2. Microwell strip reader capable of reading at 450 nm (540 nm as optional reference wave length)

3. automated microplate washer

4.Glass-distilled or deionized water

Assay procedure

1.The needed strips were putted into the frame, the remains were returned into foil pouch and resealed.

2.Blank well were recommended, which only color reagent and stop solution be added. It is suggested that each testing with gradient density of standard for standard curve.

3.Add 100ul of standard or sample. then cover with the Plate Covers provided.Incubate for 120 minutes at room temperature. If is plasma serum samples, different sample dilution ratio is different, generally range in 5000 ~ 100000 times, if there is no definite scope, advice from 5000 times dilution, if the sample concentration is too high, more than test scope, please increase after diluted times dilution test again。4.Five times wash process were repeated.

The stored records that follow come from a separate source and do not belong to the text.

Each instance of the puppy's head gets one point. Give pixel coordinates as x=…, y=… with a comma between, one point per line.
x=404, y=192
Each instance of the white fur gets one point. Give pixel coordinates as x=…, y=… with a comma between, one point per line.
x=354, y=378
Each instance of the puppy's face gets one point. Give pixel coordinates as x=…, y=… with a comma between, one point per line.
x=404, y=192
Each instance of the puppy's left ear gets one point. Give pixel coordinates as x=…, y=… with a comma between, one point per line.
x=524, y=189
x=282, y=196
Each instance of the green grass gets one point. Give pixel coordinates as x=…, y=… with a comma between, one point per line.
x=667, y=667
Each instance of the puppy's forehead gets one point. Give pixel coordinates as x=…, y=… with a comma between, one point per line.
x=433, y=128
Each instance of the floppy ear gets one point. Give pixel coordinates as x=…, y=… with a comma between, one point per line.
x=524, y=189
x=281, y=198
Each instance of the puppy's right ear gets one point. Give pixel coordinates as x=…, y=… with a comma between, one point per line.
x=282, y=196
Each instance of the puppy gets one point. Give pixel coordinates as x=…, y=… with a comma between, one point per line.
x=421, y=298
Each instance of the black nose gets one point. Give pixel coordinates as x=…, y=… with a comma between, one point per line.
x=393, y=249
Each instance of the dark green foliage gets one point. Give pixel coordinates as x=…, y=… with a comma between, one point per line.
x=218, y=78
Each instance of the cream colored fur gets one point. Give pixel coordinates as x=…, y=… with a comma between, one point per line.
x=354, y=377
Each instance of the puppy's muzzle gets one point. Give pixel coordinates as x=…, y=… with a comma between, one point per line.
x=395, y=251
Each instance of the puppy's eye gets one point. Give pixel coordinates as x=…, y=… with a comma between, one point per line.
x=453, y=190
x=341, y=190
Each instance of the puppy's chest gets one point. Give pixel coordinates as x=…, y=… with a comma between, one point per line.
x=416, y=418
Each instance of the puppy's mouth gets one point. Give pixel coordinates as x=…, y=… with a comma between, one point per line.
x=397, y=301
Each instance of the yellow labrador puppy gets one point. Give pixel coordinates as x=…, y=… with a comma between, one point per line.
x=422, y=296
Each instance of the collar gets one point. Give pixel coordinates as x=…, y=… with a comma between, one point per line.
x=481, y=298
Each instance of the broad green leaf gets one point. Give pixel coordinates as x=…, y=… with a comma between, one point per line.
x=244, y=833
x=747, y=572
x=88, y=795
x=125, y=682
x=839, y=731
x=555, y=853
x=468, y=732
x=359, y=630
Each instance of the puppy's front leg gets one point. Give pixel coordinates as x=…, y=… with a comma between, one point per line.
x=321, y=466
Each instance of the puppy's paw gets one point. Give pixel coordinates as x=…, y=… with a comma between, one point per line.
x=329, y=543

5.Add 100ul of detetion antibody. Cover with the Plate Covers provided.Incubate for 1 hour at room temperature.

6.Five times wash process were repeated.

7.Add 100ul of Streptavidin-HRP. Cover with the Plate Covers provided. Lucifugal incubation for 20 minutes at room temperature.

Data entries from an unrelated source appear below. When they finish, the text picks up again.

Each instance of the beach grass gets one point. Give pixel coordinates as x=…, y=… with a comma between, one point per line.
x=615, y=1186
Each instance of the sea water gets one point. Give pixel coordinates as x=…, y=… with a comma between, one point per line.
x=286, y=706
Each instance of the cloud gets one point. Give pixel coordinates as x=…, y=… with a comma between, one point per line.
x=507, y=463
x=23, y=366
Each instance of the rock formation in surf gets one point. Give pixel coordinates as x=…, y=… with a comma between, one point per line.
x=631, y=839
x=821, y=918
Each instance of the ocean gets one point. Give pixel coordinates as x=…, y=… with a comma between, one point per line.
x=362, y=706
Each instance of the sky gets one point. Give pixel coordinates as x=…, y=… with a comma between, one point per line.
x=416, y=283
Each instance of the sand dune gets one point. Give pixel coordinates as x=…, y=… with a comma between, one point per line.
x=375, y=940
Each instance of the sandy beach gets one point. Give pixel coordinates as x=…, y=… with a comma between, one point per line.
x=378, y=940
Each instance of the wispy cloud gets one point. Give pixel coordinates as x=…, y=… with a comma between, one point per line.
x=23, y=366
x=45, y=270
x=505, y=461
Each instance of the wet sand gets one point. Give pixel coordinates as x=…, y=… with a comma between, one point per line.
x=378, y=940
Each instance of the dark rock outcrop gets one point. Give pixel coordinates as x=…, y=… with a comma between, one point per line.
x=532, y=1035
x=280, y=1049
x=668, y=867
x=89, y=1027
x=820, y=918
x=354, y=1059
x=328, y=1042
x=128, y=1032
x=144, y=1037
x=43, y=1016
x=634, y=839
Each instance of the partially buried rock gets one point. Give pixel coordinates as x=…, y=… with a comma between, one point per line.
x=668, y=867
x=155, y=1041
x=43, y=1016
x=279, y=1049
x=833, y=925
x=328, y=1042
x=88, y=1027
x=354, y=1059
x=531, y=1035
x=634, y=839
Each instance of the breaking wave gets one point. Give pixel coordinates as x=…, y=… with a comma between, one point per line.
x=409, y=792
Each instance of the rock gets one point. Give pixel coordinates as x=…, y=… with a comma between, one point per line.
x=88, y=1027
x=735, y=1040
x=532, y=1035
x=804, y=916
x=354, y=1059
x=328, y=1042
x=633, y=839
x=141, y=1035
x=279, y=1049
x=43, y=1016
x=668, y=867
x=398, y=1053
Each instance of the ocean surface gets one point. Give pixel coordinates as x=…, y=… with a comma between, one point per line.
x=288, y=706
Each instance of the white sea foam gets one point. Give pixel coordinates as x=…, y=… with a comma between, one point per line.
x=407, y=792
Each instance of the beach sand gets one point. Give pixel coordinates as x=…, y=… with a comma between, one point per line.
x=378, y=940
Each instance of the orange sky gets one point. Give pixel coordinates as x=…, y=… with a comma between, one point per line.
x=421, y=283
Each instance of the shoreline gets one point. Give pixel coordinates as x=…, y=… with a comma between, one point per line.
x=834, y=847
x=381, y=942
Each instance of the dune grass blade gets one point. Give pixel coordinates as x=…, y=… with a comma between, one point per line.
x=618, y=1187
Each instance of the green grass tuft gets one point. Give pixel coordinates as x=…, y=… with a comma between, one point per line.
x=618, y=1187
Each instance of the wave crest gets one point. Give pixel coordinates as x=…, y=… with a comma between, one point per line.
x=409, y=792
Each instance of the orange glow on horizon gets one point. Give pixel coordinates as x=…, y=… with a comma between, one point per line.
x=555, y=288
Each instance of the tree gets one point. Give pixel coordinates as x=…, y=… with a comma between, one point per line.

8.Five times wash process were repeated.

9.Add 100ul of TMB，Lucifugal incubation for 20 minutes at room temperature.

10.Add 50ul of stop solution to each well, determine the optica density of each well within 10 minutes.  

Calculation of Results

1.Duplicates should be within 20 per cent of the mean. Average absorbance values for each set of duplicate samples were used as detection results.

2.The blank absorbance values of subtract should be deducted.

3.Drawing a best fit curve through the points of graph. Draw the standard curve by plotting assayed OD value (on the Y axis) vs. concentration (on the X axis). The sample concentration was obtained based on its OD value founding in the standard concentration curve.

4.If the values obtained are not within the expected range of the standard, Samples should be dilute and assay again.

Typical Data and Standard Curve

Human high sensitive CRP standard curve

 

Sensitivity, Specificity, Repeatability

Sensitivity: repeated assays were evaluated and the minimum detectable dose was 18. 4pg/ml.

Repeatability: The coefficient of variation between wells or plates is less than 10 per cent.